Allegro also maintained that his Catholic colleagues on the team were suppressing scroll texts for fear of the damage they would wreak on the church. Even Jewish scholars roundly dismissed Allegro's imaginative readings; nonetheless, the same basic theory of a Catholic conspiracy would resurface as late as 1991 in a book by Michael Baigent and Richard Leigh called The Dead Sea Scrolls Deception (Touchstone).
Other specialists over the decades seemed equally eager to find the fantastic in the scrolls. In the 1980s, Barbara Thiering, an Australian scholar, claimed the scrolls were encoded with secret messages; when the Gospels are read using these codes, they tell us that Jesus was the Wicked Priest, was crucified but kept alive with snake poison, and eventually married and bore two children. In California, historian Robert Eisenman found in the scrolls evidence that after Jesus was executed as a Zealot, his brother James became leader of the Qumran sect and then ousted the apostle Paul from the group for his blasphemous teachings about Jesus.
Added to this volatile environment was the impatience of many mainstream scholars with the slow pace of publication of the scrolls. While in the early years scroll editions had come out in a timely fashion, as the editors sensed the growing importance of the scrolls to the scholarly community they began writing comprehensive commentaries on the texts instead of simply publishing the texts and photographs and thereby allowing other scholars to make their historical and critical evaluations.
It was a situation Abegg saw from both sides in the late 1980s.
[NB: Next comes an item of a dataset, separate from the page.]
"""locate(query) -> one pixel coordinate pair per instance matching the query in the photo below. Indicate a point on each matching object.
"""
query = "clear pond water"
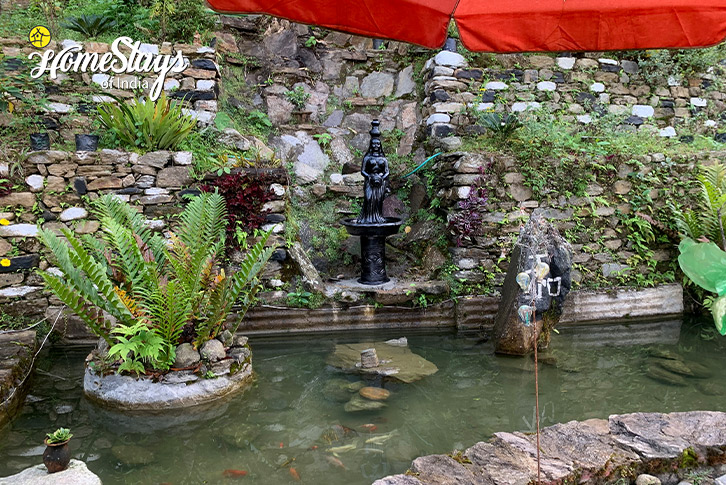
(293, 417)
He remembers the instructions that his Professor Tov had given him as Abegg was preparing to leave Hebrew University in Jerusalem and move to Hebrew Union University in Cincinnati to complete his doctorate under Ben Zion Wacholder. As one of the scroll editors, Tov had sometimes given Abegg and the other students unpublished scroll materials to work on. "He told me directly, 'Don't show this to your professors back in the States.' "
"That was the first of the bells that went off in my head," says Abegg. "Here I am a master's student, and I'm going back to work with men that have gone a whole generation before me, and I can't show them this. That seemed strange."
In the press, perceptions of a scrolls cartel were not at all dispelled when John Strugnell, the chief editor of the scrolls, in 1991 called outside scholars who wanted access to the unpublished manuscripts "a bunch of fleas who are in the business of annoying us." Soon after, in a statement to a reporter for an Israeli newspaper, he asserted that the Jewish faith was "a horrible religion." Having undone himself, Strugnell was replaced by Tov as chief editor. In Cincinnati, in the meantime, Tov's former student had already begun his deed of rebellion.
As early as 1988, rumors had circulated that a concordance existed for the unpublished Dead Sea Scrolls. In magazines such as Biblical Archaeology Review, these rumors were flatly denied, but when Abegg's professor Wacholder met Strugnell at a conference in Israel, he learned that the concordance did exist, and that in the early years after the scrolls' discovery the editors had created 3x5 cards with transcriptions of corresponding fragments of the manuscripts. This helped them in their work and prevented them from overhandling the scrolls and scraps themselves. Wacholder, using his connections, eventually secured a copy of the secret concordance.